Mis à jour : 23 oct. 2018

Avec 53 buts inscrits en 37 journées, le Dijon FCO pointe à la 5ème place du classement des attaques en Ligue 1. Pourtant, les bourguignons n'ont plus rien à jouer depuis quelques journées et sont tranquillement ancrés dans le ventre mou, loin des joutes pour le maintien mais aussi de celles pour l'Europe. La faute à un nombre de buts encaissé excessivement élevé (72, pire total à égalité avec le FC Metz, 20ème et relégué), signe d'une extrême fébrilité défensive. Alors, à qui la faute ?

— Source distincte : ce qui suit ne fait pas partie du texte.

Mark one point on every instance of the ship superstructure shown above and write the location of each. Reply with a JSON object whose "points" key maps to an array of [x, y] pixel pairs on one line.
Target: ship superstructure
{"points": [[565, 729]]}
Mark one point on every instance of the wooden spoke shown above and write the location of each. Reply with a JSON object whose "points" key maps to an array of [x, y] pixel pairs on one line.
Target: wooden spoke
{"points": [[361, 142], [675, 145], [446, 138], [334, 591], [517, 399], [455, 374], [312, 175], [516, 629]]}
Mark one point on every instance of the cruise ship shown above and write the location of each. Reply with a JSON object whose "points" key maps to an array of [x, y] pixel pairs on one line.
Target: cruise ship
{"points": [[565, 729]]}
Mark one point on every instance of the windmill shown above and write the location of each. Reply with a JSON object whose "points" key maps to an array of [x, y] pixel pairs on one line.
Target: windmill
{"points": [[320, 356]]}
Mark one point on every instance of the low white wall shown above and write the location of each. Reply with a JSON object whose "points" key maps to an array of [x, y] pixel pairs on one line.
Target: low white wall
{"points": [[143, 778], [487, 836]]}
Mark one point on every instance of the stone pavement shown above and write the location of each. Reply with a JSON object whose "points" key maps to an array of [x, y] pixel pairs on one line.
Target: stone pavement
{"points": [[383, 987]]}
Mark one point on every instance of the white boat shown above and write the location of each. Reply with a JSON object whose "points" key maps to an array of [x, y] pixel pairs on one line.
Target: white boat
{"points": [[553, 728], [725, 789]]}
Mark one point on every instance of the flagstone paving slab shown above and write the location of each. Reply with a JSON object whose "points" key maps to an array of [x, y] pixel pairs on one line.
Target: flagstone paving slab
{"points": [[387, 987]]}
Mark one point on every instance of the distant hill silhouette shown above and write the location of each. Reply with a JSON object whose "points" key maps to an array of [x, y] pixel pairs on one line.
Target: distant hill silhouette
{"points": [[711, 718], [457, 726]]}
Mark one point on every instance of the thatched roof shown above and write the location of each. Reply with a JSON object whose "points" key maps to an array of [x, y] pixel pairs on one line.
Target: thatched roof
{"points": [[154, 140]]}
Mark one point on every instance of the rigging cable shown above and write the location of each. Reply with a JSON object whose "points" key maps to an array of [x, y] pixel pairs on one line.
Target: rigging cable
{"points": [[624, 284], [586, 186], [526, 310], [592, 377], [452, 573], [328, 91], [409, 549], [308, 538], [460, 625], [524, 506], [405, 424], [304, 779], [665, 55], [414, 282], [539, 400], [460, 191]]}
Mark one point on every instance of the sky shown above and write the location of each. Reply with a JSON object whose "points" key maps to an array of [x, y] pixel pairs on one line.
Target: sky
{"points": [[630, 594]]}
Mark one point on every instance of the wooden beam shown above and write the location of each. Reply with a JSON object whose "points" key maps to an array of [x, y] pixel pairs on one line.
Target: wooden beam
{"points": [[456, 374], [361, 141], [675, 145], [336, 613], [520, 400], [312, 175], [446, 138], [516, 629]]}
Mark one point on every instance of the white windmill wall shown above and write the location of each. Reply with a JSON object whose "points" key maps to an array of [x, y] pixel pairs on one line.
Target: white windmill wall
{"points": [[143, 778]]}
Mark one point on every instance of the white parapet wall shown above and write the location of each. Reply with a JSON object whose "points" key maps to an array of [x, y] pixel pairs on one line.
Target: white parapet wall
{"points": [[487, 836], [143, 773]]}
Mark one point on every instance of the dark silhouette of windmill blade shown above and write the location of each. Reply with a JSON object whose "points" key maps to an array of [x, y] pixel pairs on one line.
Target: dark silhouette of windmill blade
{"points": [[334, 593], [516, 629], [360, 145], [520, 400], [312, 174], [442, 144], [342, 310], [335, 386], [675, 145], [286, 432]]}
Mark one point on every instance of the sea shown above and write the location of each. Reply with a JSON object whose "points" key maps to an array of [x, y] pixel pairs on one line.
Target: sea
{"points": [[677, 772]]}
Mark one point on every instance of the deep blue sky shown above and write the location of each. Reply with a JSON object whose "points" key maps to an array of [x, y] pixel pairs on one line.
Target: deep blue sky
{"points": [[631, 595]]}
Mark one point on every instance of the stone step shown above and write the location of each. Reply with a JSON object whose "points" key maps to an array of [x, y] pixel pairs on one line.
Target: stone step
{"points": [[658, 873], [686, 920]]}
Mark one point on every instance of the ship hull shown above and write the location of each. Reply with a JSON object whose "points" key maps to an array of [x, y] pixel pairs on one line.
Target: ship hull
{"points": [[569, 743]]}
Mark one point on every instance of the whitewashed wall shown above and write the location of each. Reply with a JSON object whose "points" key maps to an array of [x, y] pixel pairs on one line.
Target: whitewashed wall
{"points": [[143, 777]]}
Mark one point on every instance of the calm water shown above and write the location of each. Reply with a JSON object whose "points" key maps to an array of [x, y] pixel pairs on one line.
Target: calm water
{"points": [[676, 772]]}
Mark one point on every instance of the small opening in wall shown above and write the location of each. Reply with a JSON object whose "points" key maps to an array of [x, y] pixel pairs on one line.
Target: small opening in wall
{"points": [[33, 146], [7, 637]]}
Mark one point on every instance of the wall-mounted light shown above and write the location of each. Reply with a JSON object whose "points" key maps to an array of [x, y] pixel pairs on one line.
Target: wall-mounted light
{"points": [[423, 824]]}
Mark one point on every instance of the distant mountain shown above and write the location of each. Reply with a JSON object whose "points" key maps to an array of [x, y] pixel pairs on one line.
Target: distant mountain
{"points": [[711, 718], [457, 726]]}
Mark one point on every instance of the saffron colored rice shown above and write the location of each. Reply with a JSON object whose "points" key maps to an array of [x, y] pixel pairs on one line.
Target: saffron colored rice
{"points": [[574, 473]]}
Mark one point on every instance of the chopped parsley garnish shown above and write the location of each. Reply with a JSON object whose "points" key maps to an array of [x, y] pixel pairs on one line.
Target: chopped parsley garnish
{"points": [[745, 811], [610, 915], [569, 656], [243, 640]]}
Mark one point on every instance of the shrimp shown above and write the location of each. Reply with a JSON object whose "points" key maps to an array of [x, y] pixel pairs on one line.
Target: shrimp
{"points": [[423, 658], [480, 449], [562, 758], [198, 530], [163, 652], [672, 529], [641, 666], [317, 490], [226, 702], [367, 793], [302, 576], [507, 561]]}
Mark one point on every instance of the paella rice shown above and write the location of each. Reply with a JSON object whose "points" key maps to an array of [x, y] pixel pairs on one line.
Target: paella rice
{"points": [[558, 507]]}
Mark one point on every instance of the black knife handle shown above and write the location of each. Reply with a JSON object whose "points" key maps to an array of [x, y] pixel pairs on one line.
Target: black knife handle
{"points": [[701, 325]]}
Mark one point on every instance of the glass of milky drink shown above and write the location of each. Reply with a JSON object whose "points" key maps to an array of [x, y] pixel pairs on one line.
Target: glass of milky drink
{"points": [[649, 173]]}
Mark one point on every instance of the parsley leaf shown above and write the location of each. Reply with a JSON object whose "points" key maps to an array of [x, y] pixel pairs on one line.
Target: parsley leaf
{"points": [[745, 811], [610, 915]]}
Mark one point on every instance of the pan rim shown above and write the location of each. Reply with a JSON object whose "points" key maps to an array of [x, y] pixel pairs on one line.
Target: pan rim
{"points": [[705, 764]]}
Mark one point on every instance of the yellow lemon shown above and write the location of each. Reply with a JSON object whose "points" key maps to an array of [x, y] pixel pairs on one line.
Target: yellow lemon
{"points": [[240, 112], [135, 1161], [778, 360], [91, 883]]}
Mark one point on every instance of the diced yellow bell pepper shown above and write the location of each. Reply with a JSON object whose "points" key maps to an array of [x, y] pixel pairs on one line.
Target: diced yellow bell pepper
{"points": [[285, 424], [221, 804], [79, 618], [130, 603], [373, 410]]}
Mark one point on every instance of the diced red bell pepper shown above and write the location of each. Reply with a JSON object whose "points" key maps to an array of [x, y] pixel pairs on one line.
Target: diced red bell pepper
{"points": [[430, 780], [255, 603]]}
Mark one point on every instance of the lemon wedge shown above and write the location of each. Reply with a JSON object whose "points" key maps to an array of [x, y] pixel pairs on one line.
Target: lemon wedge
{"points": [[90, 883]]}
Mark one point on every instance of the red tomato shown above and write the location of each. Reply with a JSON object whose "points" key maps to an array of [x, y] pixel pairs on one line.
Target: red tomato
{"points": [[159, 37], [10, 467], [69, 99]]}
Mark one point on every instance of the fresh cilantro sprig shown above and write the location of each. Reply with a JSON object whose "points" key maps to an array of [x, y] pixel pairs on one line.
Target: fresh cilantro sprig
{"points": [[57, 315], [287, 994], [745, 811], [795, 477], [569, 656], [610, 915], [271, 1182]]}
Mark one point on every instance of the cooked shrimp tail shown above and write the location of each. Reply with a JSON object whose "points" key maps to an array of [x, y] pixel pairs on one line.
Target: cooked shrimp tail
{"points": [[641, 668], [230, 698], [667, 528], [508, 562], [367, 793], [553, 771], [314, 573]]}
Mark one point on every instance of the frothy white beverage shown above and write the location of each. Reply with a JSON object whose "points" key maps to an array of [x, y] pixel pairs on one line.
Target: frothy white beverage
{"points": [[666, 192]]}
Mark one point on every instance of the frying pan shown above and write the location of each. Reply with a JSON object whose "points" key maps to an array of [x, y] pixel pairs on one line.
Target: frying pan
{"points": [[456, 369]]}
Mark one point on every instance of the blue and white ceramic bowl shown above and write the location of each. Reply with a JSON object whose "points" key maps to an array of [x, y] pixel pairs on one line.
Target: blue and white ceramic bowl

Une ligne défensive fragilisée

Le 6 août dernier, la recrue phare du DFCO en défense Wesley Lautoa se blesse 10 minutes après avoir fait ses débuts au Vélodrome, et sera écarté des terrains pour 5 mois, au total il n'aura joué que 9 fois en Ligue 1. Comme un signe annonciateur de la galère que Dijon allait vivre, entre les blessures longue-durée et le manque de réussite dans sa surface de réparation. Ajoutons à cela les blessures de Cédric Varrault alors qu'il répondait parfaitement aux attentes de Dall'Oglio sur le peu de matchs qu'il aura disputé, et celles de Mehdi Abeid, qui après avoir mis des mois à se remettre de son opération du genou, est aussi forfait pour toute la fin de saison à cause d'une blessure à l'épaule. Quand on sait l'importance que ce dernier avait sur les phases défensives lorsqu'il jouait en sentinelle, il est peu étonnant de constater que le coach n'ait su trouver d'alternative en son absence.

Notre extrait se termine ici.